I took Finn out for his daily walk today and it started off fine. We got around the block and we were met by a bunch of off-leash dogs. He seemed interested, but he never pulled towards the fray. I turned him around and started to walk the other way when owners of two of the dogs came towards us and started calling their dogs.

The dogs ran past us, showing no interest in us and Finn didn't seem phased by it. The owners were having trouble leashing their dogs, so I put him into a hard stay; I was stuck in the middle of a group of dogs I didn't know. I didn't want to walk towards the pack of still loose dogs and I didn't want to go near the two trying to leash their dogs lest we rile them up more.

He was such a good boy; he never showed any interest past watching what was going on. Once the two owners had their dogs leashed, I took him back home; once again, he just got up and walked away, no look back, no pulling. We've never really worked on "avoiding" other dogs; maybe the one or two occasionally at the local PetCo, but not that many dogs running around doing their own thing.

I am so proud of Finn!!!


----------



## RocketDog (Sep 25, 2011)

Awesome! You have every reason to be proud! Good boy! How old is he?


----------



## Shaolin (Jun 16, 2012)

He's five. A bunch of different people came outside after hearing all the commotion and I had someone wave and me and tell me just how well behaved my boy was and how happy they were to see a well trained "big dog". I felt like a proud mama after the whole situation.


----------



## Loneforce (Feb 12, 2012)

:congratulations:


----------



## Nigel (Jul 10, 2012)

Awesome! Great job to both of you!


----------



## 1sttimeforgsd (Jul 29, 2010)

Finn is a very good boy, did he get an extra treat when he got home? :congratulations:


----------



## Shaolin (Jun 16, 2012)

Thank you for the kudos, everyone.

Yes, when we got home he got a raw chicken breast and some beef. He was already going to get half of one, but he got the other half with some beef trimmings. I felt bad that we couldn't finish our walk, but I didn't want to take any chances; no reason to put us in a situation where we could have a problem.

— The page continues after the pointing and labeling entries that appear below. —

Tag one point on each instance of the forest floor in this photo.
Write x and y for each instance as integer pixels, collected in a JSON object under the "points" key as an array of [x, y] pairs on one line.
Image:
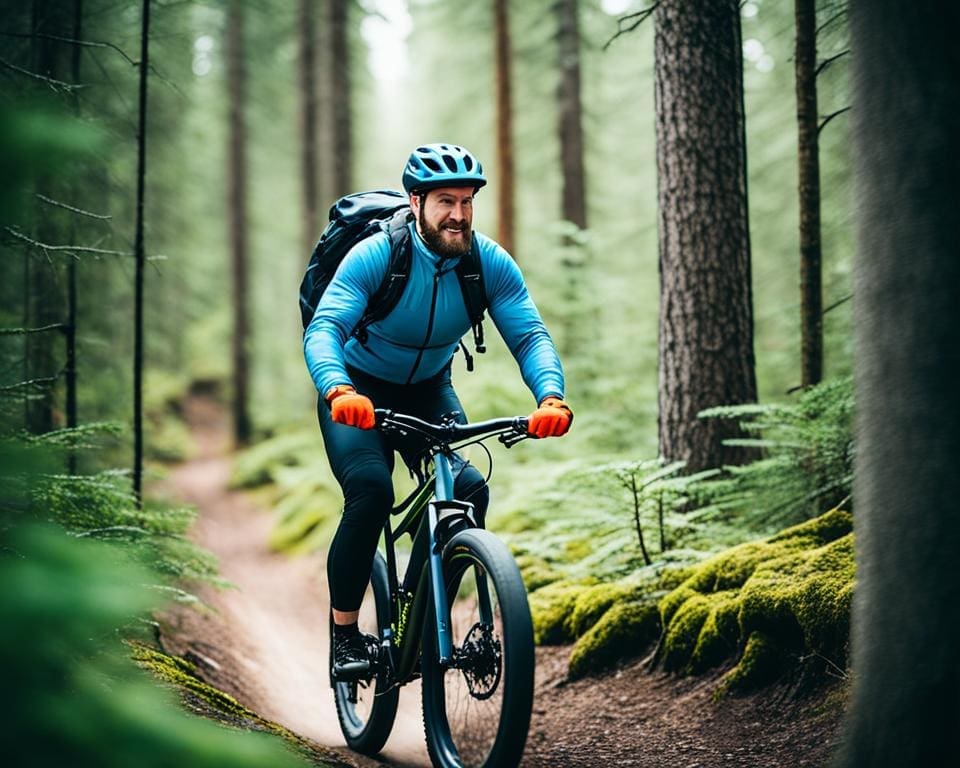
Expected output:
{"points": [[264, 642]]}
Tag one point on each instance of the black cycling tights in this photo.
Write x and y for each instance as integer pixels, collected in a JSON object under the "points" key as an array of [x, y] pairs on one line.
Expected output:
{"points": [[362, 461]]}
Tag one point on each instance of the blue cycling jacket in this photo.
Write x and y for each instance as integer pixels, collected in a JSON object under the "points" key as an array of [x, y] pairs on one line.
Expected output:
{"points": [[419, 337]]}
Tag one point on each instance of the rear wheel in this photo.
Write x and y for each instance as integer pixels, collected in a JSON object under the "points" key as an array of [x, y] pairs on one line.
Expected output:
{"points": [[477, 712], [366, 708]]}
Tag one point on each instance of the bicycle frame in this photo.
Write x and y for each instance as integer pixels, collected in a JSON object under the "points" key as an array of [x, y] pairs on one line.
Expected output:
{"points": [[434, 497]]}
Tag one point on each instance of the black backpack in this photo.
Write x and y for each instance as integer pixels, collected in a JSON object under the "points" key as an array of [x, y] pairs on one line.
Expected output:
{"points": [[360, 215]]}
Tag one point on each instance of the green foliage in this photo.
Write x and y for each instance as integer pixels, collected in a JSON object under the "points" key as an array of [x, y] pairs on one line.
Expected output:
{"points": [[76, 695], [625, 631], [550, 606], [791, 592], [806, 464], [302, 492]]}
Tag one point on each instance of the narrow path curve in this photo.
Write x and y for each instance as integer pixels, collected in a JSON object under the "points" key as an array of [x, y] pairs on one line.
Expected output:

He constantly amazes me with how he acts. He is constantly doing something better than I expect him to do. He's truly my heart dog and he makes me so very proud every day.


----------



## Capone22 (Sep 16, 2012)

What a good boy!


Sent from my iPhone using Petguide.com Free App


----------



## Nikitta (Nov 10, 2011)

Cool Sounds like a great dog but you need to pat yourself on the back too. He had you training him.


----------



## Shaolin (Jun 16, 2012)

Thanks Nikkita. I always feel like, I've done the bare minimum with him. I know I've worked him like mad, but I still feel like I could be so much better by him.


----------